The result is particularly interesting in light of reports suggesting that one-bedroom apartments are becoming increasingly difficult to sell in Brisbane. In fact, Riga says Urbis’ figures show these apartments remain competitive in the market.
More broadly, Urbis’ report revealed a 1.6 per cent vacancy rate for apartments in the March quarter. The Real Estate Institute of Queensland recorded a rate of 2.1 per cent over the same period.
A vacancy rate of around 2 to 3 per cent is considered standard, while anything above that range means the market has lots of supply. So Brisbane’s current rate of 1.6 per cent represents big demand and an overall tightening of the market.
“We saw [in the] last December quarter a slight spike in vacancies,” Riga says. “However, that does typically occur around that period on an annual basis as people pack up and leave and end their lease. It did tighten, as we assumed it would, in the March quarter.
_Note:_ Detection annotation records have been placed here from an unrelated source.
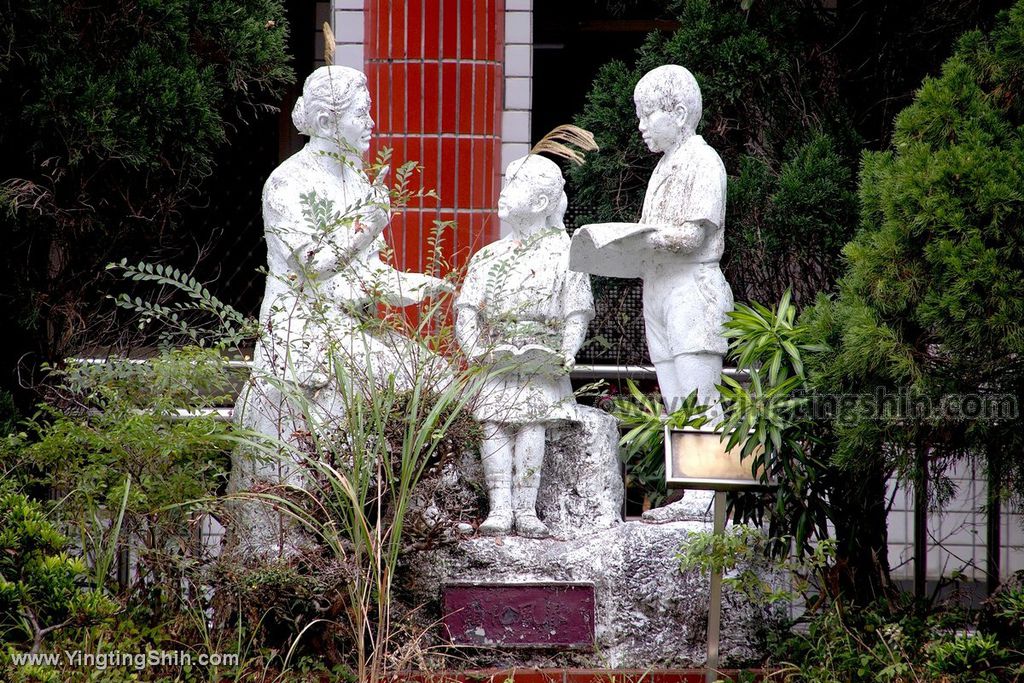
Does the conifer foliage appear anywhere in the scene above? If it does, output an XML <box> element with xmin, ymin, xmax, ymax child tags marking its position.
<box><xmin>808</xmin><ymin>2</ymin><xmax>1024</xmax><ymax>589</ymax></box>
<box><xmin>0</xmin><ymin>0</ymin><xmax>292</xmax><ymax>379</ymax></box>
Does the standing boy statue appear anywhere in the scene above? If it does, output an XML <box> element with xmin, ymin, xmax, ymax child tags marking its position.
<box><xmin>569</xmin><ymin>65</ymin><xmax>732</xmax><ymax>419</ymax></box>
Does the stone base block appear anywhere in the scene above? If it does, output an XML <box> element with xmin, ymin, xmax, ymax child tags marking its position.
<box><xmin>402</xmin><ymin>521</ymin><xmax>779</xmax><ymax>668</ymax></box>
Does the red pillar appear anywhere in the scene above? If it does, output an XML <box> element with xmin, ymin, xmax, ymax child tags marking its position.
<box><xmin>364</xmin><ymin>0</ymin><xmax>505</xmax><ymax>270</ymax></box>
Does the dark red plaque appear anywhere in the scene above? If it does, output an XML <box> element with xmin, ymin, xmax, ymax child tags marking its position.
<box><xmin>441</xmin><ymin>583</ymin><xmax>594</xmax><ymax>650</ymax></box>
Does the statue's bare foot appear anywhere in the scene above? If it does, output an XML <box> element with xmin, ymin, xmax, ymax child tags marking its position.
<box><xmin>515</xmin><ymin>513</ymin><xmax>551</xmax><ymax>539</ymax></box>
<box><xmin>476</xmin><ymin>511</ymin><xmax>512</xmax><ymax>536</ymax></box>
“With any sort of product that’s coming out on the market in these new developments or near-new developments, there’s a solid level of inquiry for it, [and it is] certainly being bolstered by interstate migration figures.”
Interstate migration saw more than 24,000 people move to Brisbane in the 12 months leading to September 2018.
Riga says one of the other big factors affecting this tightening is a decrease in the number of apartments available to rent.
“There’s a lessening level of supply completing within the inner Brisbane,” he says. “The past two or three years we’ve seen a fair bit of supply enter the market, but that is starting to taper off, and the cranes are exiting the skyline.
“So the new supply coming to the market is continuing to decline, and that means there’s less product coming to market, less new competition coming to market. The supply that’s out there is the supply that’s out there.”
The peaks that have preceded this decline in supply have led to a more informed renter pool, according to Riga.
“The competition and the overall supply has brought about a more savvy and aware renter market,” he says. “Everyone has a view now [that] there’s a supply out there. It’s educated them as to where these precincts are, and what’s good and bad.”